Certains critiques ont souligné le thème le plus éclairant du livre : la colère viscérale. « J’ai écrit le livre en 2018, à un moment où tout le monde était en colère », admet Ellis. « Je ne suis plus là. »

Bret Easton Ellis photographié en 1994 pendant ses années de coca. Mais il a trouvé que l’écriture était plus amusante.Crédit:

Né à Los Angeles en 1964 dans une famille aisée, Ellis porte son étiquette d’identité Gen X comme insigne d’honneur. « Nous vivions à l’époque la plus profane et la plus offensante où vous pouviez dire ce que vous vouliez et personne ne s’en souciait », dit-il.

La génération Y, en revanche, est une bande de bébés pleurnichards en quête d’attention, qui jouent toujours la carte de la victime, affirme l’auteur. «Ces gens pensent que quiconque n’est pas d’accord avec eux devrait être annulé. Oh, l’horreur, l’horreur », dit-il en éclatant de rire. « C’est absurde. J’ai été annulé trois fois. Pour mon compte Twitter. Pour Blanc. Et pour l’écriture Psycho américain.”

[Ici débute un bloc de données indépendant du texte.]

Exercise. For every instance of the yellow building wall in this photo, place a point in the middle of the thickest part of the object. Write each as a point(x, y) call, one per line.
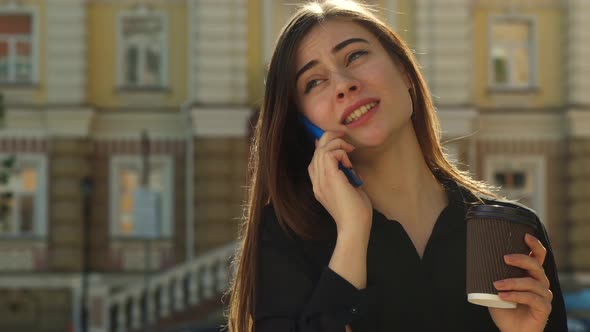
point(102, 89)
point(255, 53)
point(548, 91)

Le roman culte controversé de 1991 (qui devint plus tard un film à succès) décrit la vie d’un narcissique new-yorkais, Patrick Bateman. Le jour, il travaille comme banquier d’investissement à Wall Street. La nuit, il boit sa propre urine et erre dans les rues de Manhattan à la recherche de femmes à qui il pourra égorger. Un critique dans Le New York Times décrit le livre comme « une dégradation gratuite de la vie humaine, des femmes en particulier ».

« Les critiques ont tous tort », dit Ellis. « La représentation de la misogynie n’est pas un acte de misogynie. Psycho américain est devenu ma quête pour comprendre la folie de Patrick Bateman.

Ellis avait alors la fin de la vingtaine et menait une vie hédoniste insouciante à Manhattan. Il se fichait de ce que l’establishment littéraire américain pensait de lui ou de ses livres. « Je n’étais pas inquiet pour ma carrière », dit-il. « Je voulais juste faire l’amour. J’étais vraiment dans la drogue et j’aimais aller dans les clubs.

À l’époque, une frénésie de coke pouvait durer quatre jours d’affilée. Mais Ellis insiste sur le fait qu’il était toujours de retour à son bureau tôt le lundi matin pour se consacrer à ce qu’il faisait le mieux : écrire de la fiction. « Les années coke étaient à peu près de 1988 à 2002 », explique Ellis. « Écrire était plus amusant que faire de la coke, alors quand je suis revenu à Los Angeles, j’ai arrêté. »

« J’ai maintenant 58 ans », dit Ellis avec philosophie. « L’idée de sortir et de prendre de la coke me donne la nausée. J’aime un bon vin. Le cocktail occasionnel. Si je ne peux pas dormir, un Ativan. Malheureusement, c’est là que beaucoup d’entre nous finissent.

Les éclats est publié par Swift Press à 32,99 $.